US 11,832,919 B2
Method for generating training data for use in monitoring the blood pressure of a person that utilizes a pulse wave signal generated from radio frequency scanning
Michael A Leabman, San Ramon, CA (US)
Assigned to Movano Inc., Pleasanton, CA (US)
Filed by MOVANO INC., San Ramon, CA (US)
Filed on Dec. 18, 2020, as Appl. No. 17/127,903.
Prior Publication US 2022/0192522 A1, Jun. 23, 2022
Int. Cl. A61B 5/021 (2006.01); A61B 5/00 (2006.01); H01Q 1/27 (2006.01); A61B 5/05 (2021.01); H01Q 21/24 (2006.01)

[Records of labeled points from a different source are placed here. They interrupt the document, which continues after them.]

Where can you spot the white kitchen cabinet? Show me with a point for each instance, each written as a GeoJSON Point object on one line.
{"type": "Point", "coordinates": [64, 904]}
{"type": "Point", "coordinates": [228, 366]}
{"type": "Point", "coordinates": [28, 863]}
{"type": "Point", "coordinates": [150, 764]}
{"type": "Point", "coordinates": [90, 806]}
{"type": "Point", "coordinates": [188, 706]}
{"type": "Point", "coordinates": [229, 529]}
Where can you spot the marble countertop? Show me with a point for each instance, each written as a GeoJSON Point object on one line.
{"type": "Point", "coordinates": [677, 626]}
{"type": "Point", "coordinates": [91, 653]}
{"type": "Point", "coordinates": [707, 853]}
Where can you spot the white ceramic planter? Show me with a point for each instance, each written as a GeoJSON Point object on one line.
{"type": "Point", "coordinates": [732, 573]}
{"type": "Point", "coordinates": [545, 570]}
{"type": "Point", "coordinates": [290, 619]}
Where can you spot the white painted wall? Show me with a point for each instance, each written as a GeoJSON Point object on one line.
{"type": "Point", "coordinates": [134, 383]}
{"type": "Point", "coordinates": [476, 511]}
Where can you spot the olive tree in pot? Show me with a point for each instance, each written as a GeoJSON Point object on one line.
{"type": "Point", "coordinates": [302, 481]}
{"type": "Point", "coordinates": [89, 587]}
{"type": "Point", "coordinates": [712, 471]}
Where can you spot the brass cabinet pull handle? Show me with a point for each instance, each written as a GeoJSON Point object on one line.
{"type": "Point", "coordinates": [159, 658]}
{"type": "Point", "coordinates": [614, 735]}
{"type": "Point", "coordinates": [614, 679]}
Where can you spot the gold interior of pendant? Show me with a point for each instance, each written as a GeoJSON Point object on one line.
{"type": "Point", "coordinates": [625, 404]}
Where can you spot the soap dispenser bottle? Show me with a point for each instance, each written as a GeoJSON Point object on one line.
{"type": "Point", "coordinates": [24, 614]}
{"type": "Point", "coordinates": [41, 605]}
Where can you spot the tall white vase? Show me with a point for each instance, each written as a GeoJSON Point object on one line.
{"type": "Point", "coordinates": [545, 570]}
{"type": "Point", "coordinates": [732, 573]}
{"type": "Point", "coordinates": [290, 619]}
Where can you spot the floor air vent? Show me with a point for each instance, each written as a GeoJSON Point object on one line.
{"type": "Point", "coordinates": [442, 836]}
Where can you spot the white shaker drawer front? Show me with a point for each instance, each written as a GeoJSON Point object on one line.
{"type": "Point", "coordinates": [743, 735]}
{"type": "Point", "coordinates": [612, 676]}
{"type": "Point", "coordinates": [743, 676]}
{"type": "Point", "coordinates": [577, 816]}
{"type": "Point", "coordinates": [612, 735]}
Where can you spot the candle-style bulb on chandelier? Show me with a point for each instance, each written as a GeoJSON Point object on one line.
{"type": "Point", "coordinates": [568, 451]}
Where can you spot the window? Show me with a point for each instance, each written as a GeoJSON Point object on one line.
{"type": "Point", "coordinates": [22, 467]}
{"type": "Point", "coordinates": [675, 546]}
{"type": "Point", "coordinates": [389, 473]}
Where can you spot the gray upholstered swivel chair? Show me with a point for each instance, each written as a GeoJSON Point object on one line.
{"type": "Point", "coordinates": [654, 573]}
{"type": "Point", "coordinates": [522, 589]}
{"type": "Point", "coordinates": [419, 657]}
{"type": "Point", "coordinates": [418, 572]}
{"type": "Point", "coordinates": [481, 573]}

CPC A61B 5/02108 (2013.01) [A61B 5/05 (2013.01); A61B 5/7267 (2013.01); H01Q 1/273 (2013.01); H01Q 21/24 (2013.01)] 15 Claims
OG exemplary drawing
 
1. A computer-implemented method for use in monitoring a health parameter, the method comprising:
receiving a pulse wave signal that is generated from radio frequency scanning data that corresponds to radio waves that have reflected from below the skin surface of a person,
wherein the radio frequency scanning data is collected through a two-dimensional array of receive antennas over a range of radio frequencies;
extracting features from at least one of the pulse wave signal and a mathematical model generated in response to the pulse wave signal;
labeling the features extracted from at least one of the pulse wave signal and the mathematical model generated in response to the pulse wave signal, with time-synchronized corresponding blood pressure information;
using the labeled features extracted from at least one of the pulse wave signal and the mathematical model generated in response to the pulse wave signal as ground truths to generate training data,
wherein the time-synchronized corresponding blood pressure information is obtained from blood pressure measurements via a catheter or a sphygmomanometer;
extracting features, as a function of time, from a publicly available digital dataset of pulse pressure waveforms and blood pressure data;
labeling the features extracted from the publicly available digital dataset of pulse pressure waveforms and blood pressure data, with time-synchronized corresponding blood pressure information;
using the labeled features extracted from the publicly available digital dataset of pulse pressure waveforms and blood pressure data as ground truths to generate supplemental training data;
training a machine learning model using the training data and the supplemental training data to produce a trained machine learning model, wherein the trained machine learning model correlates 1) the labeled features extracted from at least one of the pulse wave signal and the mathematical model generated in response to the pulse wave signal, and 2) the labeled features extracted from the publicly available digital dataset of pulse pressure waveforms and blood pressure data,
wherein
the training of the machine learning model comprises weighting the training data generated from the radio frequency scanning data more heavily than the supplemental training data generated from the publicly available digital dataset; and
utilizing the trained machine learning model, implementing an inference operation to generate values that are indicative of blood pressure in response to the extracting features from at least one of the pulse wave signal and a mathematical model generated in response to the pulse wave signal.